TF_LD_LIBRARY_PATH="/work/tensorflow/lib:$(readlink -f /opt/cray/wlm_detect/default/lib64):$(readlink -f /opt/cray/nvidia/default/lib64):/usr/local/cuda/lib64:$LD_LIBRARY_PATH:$CRAY_LD_LIBRARY_PATH"

aprun -b -n 1 -N 1 -d 16 -cc none -- shifter --image=rhaas/tensorflow:16.04s -V $(pwd -P):/work -V /dsl/opt/cray:/opt/cray -- bash -c "LD_LIBRARY_PATH=$TF_LD_LIBRARY_PATH tests/tensorflow.sh"
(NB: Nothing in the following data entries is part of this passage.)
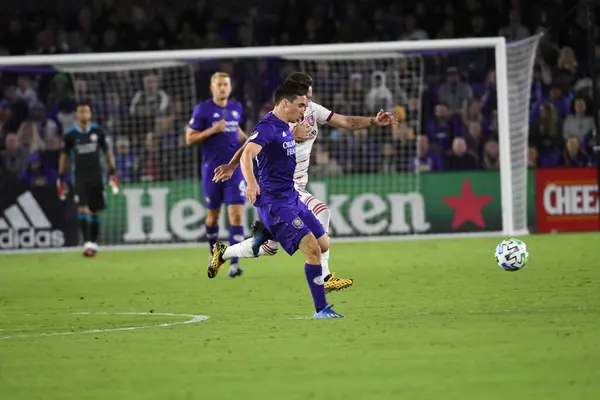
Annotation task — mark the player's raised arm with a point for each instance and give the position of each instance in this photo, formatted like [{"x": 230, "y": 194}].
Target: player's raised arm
[
  {"x": 63, "y": 166},
  {"x": 250, "y": 152},
  {"x": 223, "y": 172},
  {"x": 354, "y": 123},
  {"x": 197, "y": 131}
]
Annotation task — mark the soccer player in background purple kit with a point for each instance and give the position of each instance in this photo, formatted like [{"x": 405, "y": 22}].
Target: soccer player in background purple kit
[
  {"x": 215, "y": 125},
  {"x": 275, "y": 197}
]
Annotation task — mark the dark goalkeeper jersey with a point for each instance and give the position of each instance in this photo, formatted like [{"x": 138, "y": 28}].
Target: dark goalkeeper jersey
[{"x": 86, "y": 149}]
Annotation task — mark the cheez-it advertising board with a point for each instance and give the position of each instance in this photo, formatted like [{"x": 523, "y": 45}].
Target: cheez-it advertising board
[{"x": 567, "y": 200}]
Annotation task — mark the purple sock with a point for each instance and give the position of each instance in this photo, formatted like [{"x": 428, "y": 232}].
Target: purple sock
[
  {"x": 316, "y": 285},
  {"x": 211, "y": 235},
  {"x": 236, "y": 235}
]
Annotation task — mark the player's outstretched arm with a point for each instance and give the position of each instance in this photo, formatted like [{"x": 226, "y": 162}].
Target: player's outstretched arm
[
  {"x": 355, "y": 123},
  {"x": 250, "y": 152},
  {"x": 63, "y": 166},
  {"x": 194, "y": 137}
]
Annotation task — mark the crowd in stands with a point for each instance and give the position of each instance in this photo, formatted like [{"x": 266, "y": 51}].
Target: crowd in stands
[{"x": 447, "y": 115}]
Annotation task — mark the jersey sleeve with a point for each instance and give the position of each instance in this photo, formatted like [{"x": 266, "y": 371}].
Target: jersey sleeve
[
  {"x": 261, "y": 135},
  {"x": 68, "y": 146},
  {"x": 198, "y": 120},
  {"x": 102, "y": 141},
  {"x": 322, "y": 114}
]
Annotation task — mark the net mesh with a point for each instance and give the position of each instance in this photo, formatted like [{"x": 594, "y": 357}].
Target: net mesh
[
  {"x": 520, "y": 59},
  {"x": 375, "y": 160},
  {"x": 145, "y": 110},
  {"x": 372, "y": 180}
]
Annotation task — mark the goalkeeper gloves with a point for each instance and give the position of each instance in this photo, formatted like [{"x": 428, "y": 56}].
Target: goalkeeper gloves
[
  {"x": 62, "y": 188},
  {"x": 113, "y": 182}
]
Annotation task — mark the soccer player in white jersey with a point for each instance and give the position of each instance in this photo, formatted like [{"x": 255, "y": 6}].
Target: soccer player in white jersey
[{"x": 314, "y": 116}]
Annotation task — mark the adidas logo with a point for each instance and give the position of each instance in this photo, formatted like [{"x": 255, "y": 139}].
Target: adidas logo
[{"x": 24, "y": 225}]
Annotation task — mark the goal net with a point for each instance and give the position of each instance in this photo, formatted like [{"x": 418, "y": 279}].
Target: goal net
[{"x": 379, "y": 181}]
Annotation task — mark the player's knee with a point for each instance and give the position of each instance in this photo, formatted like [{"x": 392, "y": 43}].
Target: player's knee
[
  {"x": 235, "y": 215},
  {"x": 270, "y": 248},
  {"x": 212, "y": 217},
  {"x": 323, "y": 242},
  {"x": 312, "y": 249},
  {"x": 323, "y": 215}
]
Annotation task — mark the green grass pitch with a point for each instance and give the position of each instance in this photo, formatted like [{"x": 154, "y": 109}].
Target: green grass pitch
[{"x": 426, "y": 320}]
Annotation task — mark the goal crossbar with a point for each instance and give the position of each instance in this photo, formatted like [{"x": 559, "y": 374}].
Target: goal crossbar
[
  {"x": 253, "y": 52},
  {"x": 107, "y": 61}
]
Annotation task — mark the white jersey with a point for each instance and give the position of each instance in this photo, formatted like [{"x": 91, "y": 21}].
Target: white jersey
[{"x": 315, "y": 115}]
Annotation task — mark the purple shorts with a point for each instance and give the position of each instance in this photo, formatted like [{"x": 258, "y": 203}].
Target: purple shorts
[
  {"x": 232, "y": 191},
  {"x": 289, "y": 223}
]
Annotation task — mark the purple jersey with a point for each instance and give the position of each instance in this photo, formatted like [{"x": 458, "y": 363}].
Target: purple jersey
[
  {"x": 279, "y": 205},
  {"x": 219, "y": 148},
  {"x": 276, "y": 161}
]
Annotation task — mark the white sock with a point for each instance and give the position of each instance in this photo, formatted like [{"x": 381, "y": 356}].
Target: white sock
[
  {"x": 323, "y": 215},
  {"x": 244, "y": 250},
  {"x": 325, "y": 264}
]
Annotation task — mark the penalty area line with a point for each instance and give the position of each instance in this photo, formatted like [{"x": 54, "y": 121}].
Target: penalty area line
[{"x": 192, "y": 319}]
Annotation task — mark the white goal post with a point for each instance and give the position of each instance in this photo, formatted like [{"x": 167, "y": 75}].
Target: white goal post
[{"x": 181, "y": 222}]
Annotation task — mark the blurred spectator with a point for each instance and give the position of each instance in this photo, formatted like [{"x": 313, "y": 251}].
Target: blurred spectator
[
  {"x": 388, "y": 164},
  {"x": 37, "y": 174},
  {"x": 443, "y": 127},
  {"x": 25, "y": 91},
  {"x": 573, "y": 156},
  {"x": 151, "y": 101},
  {"x": 491, "y": 156},
  {"x": 380, "y": 96},
  {"x": 323, "y": 164},
  {"x": 53, "y": 147},
  {"x": 5, "y": 124},
  {"x": 46, "y": 126},
  {"x": 474, "y": 138},
  {"x": 459, "y": 159},
  {"x": 360, "y": 154},
  {"x": 355, "y": 94},
  {"x": 29, "y": 138},
  {"x": 532, "y": 157},
  {"x": 578, "y": 124},
  {"x": 514, "y": 31},
  {"x": 125, "y": 160},
  {"x": 426, "y": 160},
  {"x": 544, "y": 131},
  {"x": 453, "y": 92},
  {"x": 149, "y": 162},
  {"x": 489, "y": 99},
  {"x": 412, "y": 31},
  {"x": 447, "y": 31},
  {"x": 60, "y": 91},
  {"x": 472, "y": 113},
  {"x": 567, "y": 60},
  {"x": 212, "y": 38},
  {"x": 13, "y": 157}
]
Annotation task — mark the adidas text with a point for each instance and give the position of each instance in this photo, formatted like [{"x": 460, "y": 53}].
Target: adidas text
[{"x": 31, "y": 238}]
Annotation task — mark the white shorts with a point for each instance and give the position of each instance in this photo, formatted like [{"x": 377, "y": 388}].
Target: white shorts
[{"x": 315, "y": 205}]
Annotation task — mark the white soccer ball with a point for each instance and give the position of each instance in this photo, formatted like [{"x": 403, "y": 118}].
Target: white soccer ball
[{"x": 512, "y": 254}]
with the call to TensorFlow wrapped into a shell script

#!/bin/bash

source /work/tensorflow/bin/activate

export PYTHONIOENCODING=utf8
python3 -u tests/word2vec.py | tee word2vec.log

to activate the python virtualenv and set up IO encoding for python3. This is actually fairly slow even when using a GPU, and also does not make good use of the GPU (most likely b/c I did nothing to optimize the example).

Words count: 17005207
Unique words: 253854
Vocabulary size: 47135
Most common words: [('UNK', 444176), ('the', 1061396), ('of', 593677), ('and', 416629), ('one', 411764), ('in', 372201), ('a', 325873), ('to', 316376), ('zero', 264975), ('nine', 250430)]
2019-04-09 18:22:45.306922: I tensorflow/core/common_runtime/gpu/gpu_device.cc:1432] Found device 0 with properties:
name: Tesla K20X major: 3 minor: 5 memoryClockRate(GHz): 0.732
pciBusID: 0000:02:00.0
totalMemory: 5.57GiB freeMemory: 5.49GiB
2019-04-09 18:22:45.323894: I tensorflow/core/common_runtime/gpu/gpu_device.cc:1511] Adding visible gpu devices: 0
2019-04-09 18:22:49.634866: I tensorflow/core/common_runtime/gpu/gpu_device.cc:982] Device interconnect StreamExecutor with strength 1 edge matrix:
2019-04-09 18:22:49.637807: I tensorflow/core/common_runtime/gpu/gpu_device.cc:988]      0
2019-04-09 18:22:49.637834: I tensorflow/core/common_runtime/gpu/gpu_device.cc:1001] 0:   N
2019-04-09 18:22:49.643831: I tensorflow/core/common_runtime/gpu/gpu_device.cc:1115] Created TensorFlow device (/job:localhost/replica:0/task:0/device:GPU:0 with 5278 MB memory) -> physical GPU (device: 0, name: Tesla K20X, pci bus id: 0000:02:00.0, compute capability: 3.5)
Step 1, Average Loss= 540.6105
Evaluation...
"five" nearest neighbors: evening, routine, kinds, toole, deliberate, cahn, headline, hummer,
"of" nearest neighbors: fraught, unsolvable, pinpoint, ceases, locales, gladiator, taff, ie,
"going" nearest neighbors: slur, synchronised, narrowly, abkhaz, yana, wheatstone, oktoberfest, alces,
"hardware" nearest neighbors: atp, burned, foul, diodes, buffering, bhaskara, signifier, spinach,
"american" nearest neighbors: lambeth, minimising, technically, adornment, literals, infibulation, legionary, micrometer,
"britain" nearest neighbors: infants, priori, lula, shapeshifting, cesare, dedications, consecrated, matisse,
Step 10000, Average Loss= 198.3677
Step 20000, Average Loss= 93.5416
Step 30000, Average Loss= 64.8307
Step 40000, Average Loss= 50.8407
Step 50000, Average Loss= 41.2500
Step 60000, Average Loss= 36.2364
Step 70000, Average Loss= 31.8867
Step 80000, Average Loss= 29.4877
Step 90000, Average Loss= 27.3099
Step 100000, Average Loss= 24.7121
Step 110000, Average Loss= 23.3436
Step 120000, Average Loss= 21.1763
Step 130000, Average Loss= 20.4042
Step 140000, Average Loss= 19.2406
Step 150000, Average Loss= 18.7244
Step 160000, Average Loss= 17.6856
Step 170000, Average Loss= 16.8901
Step 180000, Average Loss= 16.3079
Step 190000, Average Loss= 15.4208
Step 200000, Average Loss= 14.5649
Evaluation...
"five" nearest neighbors: four, three, seven, eight, six, two, nine, zero,
"of" nearest neighbors: the, first, were, a, as, was, with, from,
"going" nearest neighbors: it, was, used, be, been, is, known, system,
"hardware" nearest neighbors: sets, location, april, pre, three, five, arabic, four,
"american" nearest neighbors: UNK, and, about, s, in, when, first, from,
"britain" nearest neighbors: called, been, such, are, other, a, however, usually,
[...]

with the full output available here.

Combined archive of all scripts

All scripts and code fragments shown can be downloaded here and the pip wheel file from tensorflow-1.12.1-cp35-cp35m-linux_x86_64.whl.